Selepas itu Jaemin keluar dari kamar ini, pun dengan bawahannya dan pintu kembali ditutup dan dikunci dari luar. Yuta meredamkan suara tangis, agar tidak lagi mendapatkan amukan dari pria bertubuh besar di luar kamarnya, sambil memeluk kedua kakinya.

Langit semakin gelap, matahari semakin tenggelam dari peradabannya.

Nafas yang terengah-engah hingga menimbulkan asap putih keluar dari mulutnya. Banyak orang yang bertarung dengannya telah tumbang. Menahan sakit pada bagian tubuh yang terkena hantaman serangan-serangan nya.
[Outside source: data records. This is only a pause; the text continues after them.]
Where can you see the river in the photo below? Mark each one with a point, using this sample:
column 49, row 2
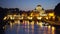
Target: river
column 27, row 27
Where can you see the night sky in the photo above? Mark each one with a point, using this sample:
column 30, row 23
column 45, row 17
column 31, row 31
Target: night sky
column 28, row 4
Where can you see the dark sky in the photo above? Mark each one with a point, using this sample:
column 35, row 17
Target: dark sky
column 28, row 4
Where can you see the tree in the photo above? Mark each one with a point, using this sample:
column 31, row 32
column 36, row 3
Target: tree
column 57, row 10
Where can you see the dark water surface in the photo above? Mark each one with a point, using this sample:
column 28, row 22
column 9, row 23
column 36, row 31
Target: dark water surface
column 28, row 28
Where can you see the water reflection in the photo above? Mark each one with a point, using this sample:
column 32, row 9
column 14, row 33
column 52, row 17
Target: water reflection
column 27, row 27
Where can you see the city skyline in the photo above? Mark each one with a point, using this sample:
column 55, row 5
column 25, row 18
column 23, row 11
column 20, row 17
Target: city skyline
column 29, row 4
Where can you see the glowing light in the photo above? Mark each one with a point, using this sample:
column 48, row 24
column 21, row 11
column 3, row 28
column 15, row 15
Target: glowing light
column 39, row 17
column 51, row 14
column 53, row 30
column 29, row 17
column 5, row 18
column 40, row 24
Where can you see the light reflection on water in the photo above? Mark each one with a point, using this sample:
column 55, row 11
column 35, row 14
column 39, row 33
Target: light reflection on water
column 28, row 28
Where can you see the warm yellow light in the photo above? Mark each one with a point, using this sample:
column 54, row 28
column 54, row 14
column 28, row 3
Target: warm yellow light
column 49, row 26
column 39, row 18
column 29, row 17
column 5, row 18
column 46, row 17
column 40, row 24
column 51, row 14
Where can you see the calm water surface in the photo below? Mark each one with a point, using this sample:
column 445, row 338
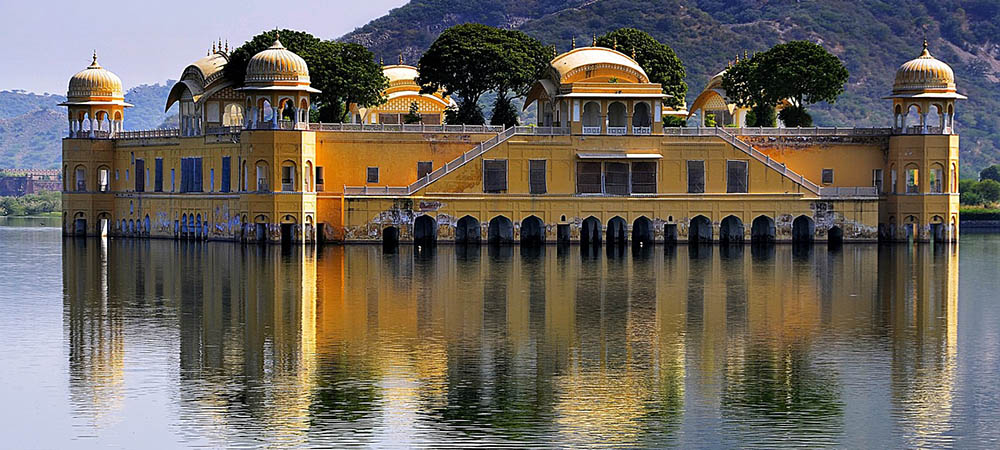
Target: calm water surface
column 172, row 344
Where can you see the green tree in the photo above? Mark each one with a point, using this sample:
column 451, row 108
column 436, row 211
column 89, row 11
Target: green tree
column 988, row 190
column 413, row 116
column 799, row 71
column 521, row 65
column 658, row 60
column 467, row 61
column 345, row 73
column 990, row 173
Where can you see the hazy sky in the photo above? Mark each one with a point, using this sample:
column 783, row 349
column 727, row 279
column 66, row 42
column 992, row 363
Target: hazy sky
column 46, row 41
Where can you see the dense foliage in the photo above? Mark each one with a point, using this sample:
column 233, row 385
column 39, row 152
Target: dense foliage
column 658, row 60
column 346, row 73
column 871, row 37
column 800, row 72
column 30, row 205
column 469, row 60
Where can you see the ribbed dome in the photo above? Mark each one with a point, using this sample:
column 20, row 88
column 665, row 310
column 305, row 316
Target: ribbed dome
column 276, row 64
column 924, row 73
column 95, row 81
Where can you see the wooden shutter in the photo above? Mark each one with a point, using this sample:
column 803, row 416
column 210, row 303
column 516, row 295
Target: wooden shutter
column 536, row 175
column 588, row 178
column 140, row 175
column 644, row 177
column 494, row 175
column 827, row 176
column 424, row 168
column 736, row 177
column 696, row 177
column 616, row 178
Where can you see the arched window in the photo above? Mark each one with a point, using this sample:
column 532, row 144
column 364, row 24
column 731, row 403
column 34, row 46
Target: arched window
column 262, row 179
column 936, row 178
column 80, row 180
column 912, row 179
column 592, row 118
column 287, row 176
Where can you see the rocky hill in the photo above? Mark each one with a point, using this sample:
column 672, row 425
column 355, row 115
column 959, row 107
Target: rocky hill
column 872, row 37
column 32, row 125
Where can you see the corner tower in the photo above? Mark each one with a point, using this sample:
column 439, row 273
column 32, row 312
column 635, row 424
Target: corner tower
column 96, row 103
column 921, row 191
column 277, row 88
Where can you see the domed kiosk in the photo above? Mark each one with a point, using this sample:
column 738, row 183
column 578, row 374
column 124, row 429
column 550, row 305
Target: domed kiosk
column 923, row 96
column 277, row 88
column 402, row 93
column 597, row 90
column 96, row 103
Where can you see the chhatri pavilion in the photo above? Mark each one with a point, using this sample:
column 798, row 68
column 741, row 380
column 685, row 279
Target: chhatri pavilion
column 246, row 164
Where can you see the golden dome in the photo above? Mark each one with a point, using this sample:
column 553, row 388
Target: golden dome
column 400, row 74
column 925, row 73
column 95, row 81
column 277, row 64
column 584, row 59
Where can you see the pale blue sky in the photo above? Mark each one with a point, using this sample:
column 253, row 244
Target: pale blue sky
column 46, row 41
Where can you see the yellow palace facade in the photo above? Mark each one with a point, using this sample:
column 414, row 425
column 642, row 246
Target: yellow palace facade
column 599, row 166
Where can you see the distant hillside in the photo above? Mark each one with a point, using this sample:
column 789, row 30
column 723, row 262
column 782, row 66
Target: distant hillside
column 872, row 37
column 32, row 126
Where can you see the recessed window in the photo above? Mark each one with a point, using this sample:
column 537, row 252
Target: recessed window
column 736, row 177
column 696, row 177
column 424, row 168
column 536, row 176
column 495, row 175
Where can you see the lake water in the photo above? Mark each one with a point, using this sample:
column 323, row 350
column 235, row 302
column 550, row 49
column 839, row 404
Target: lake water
column 166, row 344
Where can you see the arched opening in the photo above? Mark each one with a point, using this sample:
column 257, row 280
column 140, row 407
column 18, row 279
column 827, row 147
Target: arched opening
column 700, row 230
column 262, row 176
column 912, row 173
column 390, row 238
column 425, row 230
column 468, row 231
column 642, row 120
column 288, row 176
column 590, row 231
column 835, row 236
column 532, row 232
column 803, row 229
column 670, row 234
column 307, row 184
column 936, row 178
column 617, row 118
column 911, row 121
column 642, row 232
column 762, row 230
column 592, row 118
column 731, row 231
column 500, row 231
column 616, row 231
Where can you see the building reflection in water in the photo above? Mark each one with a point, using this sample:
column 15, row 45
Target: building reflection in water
column 709, row 345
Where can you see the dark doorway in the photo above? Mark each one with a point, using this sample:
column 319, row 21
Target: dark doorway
column 532, row 232
column 425, row 231
column 467, row 231
column 501, row 231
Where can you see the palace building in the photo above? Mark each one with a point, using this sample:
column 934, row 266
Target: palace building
column 247, row 165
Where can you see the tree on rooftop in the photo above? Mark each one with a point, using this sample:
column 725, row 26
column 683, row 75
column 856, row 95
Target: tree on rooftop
column 658, row 60
column 345, row 73
column 799, row 71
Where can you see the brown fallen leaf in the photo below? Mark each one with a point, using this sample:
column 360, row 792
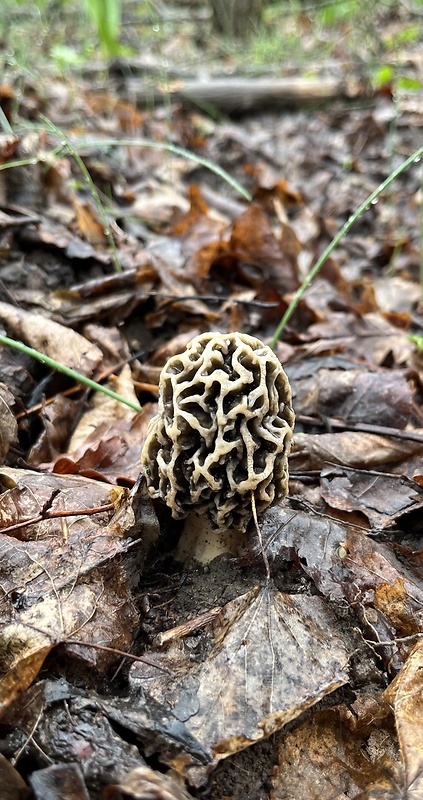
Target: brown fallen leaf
column 88, row 222
column 354, row 449
column 322, row 758
column 345, row 564
column 381, row 498
column 72, row 572
column 13, row 785
column 274, row 656
column 8, row 427
column 405, row 695
column 144, row 783
column 381, row 398
column 52, row 339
Hanya tersisa dirinya yang masih bisa bertahan diatas kedua kakinya. Pakaian yang awalnya terlihat rapi, kini nampak berantakan begitupun dengan kondisi rambutnya. Bersamaan dengan berakhirnya sebuah pertarungan ini, segerombolan orang orang dengan pakaian berjas rapi membawa senjata muncul dari belakangnya, menahan orang-orang yang tergeletak di tanah.

Tuan Na beserta istrinya mendekat, "Jeno, kau baik baik saja?" tanyanya.

"Apa aku terlihat baik baik saja!" balasnya, lalu menghadap kepada tuan Na dengan tatapan tajamnya, "jika kedua putra mu menyakiti atau melukai Yuta, akan ku pastikan mereka menyesal telah lahir ke dunia ini!" kemudian dia pergi meninggalkan tempat ini.

Yui merasa ngeri pada ancaman yang di ucapkan oleh calon menantunya, ia menoleh ke arah suaminya dengan raut khawatir, "sayang..." lirihnya.

Tanpa menoleh ke istrinya, tuan Na tahu jika Yui juga sedang mengkhawatirkan dirinya, "aku tidak apa apa," pandangan tuan Na jatuh ke tanah lalu beralih pada para pengawalnya yang sedang mengurus orang - orang itu, "aku akan menemukan Haechan dan Jaemin sebelum Jeno," tuan Na mendekat pada salah satu pria berpawakan kurus yang sedang di tindih dengan lutut oleh pengawalnya.

"Dimana Haechan dan Jaemin?" tanyanya.

"Aku tidak tahu dengan apa yang kau katakan!" jawabnya.

Tuan Na merebut pistol dari pengawalnya, dan mengarahkan lubang pistol di kepala pria itu, "aku bisa membuat kepala mu berlubang jika kau tidak mengatakan yang sebenarnya!"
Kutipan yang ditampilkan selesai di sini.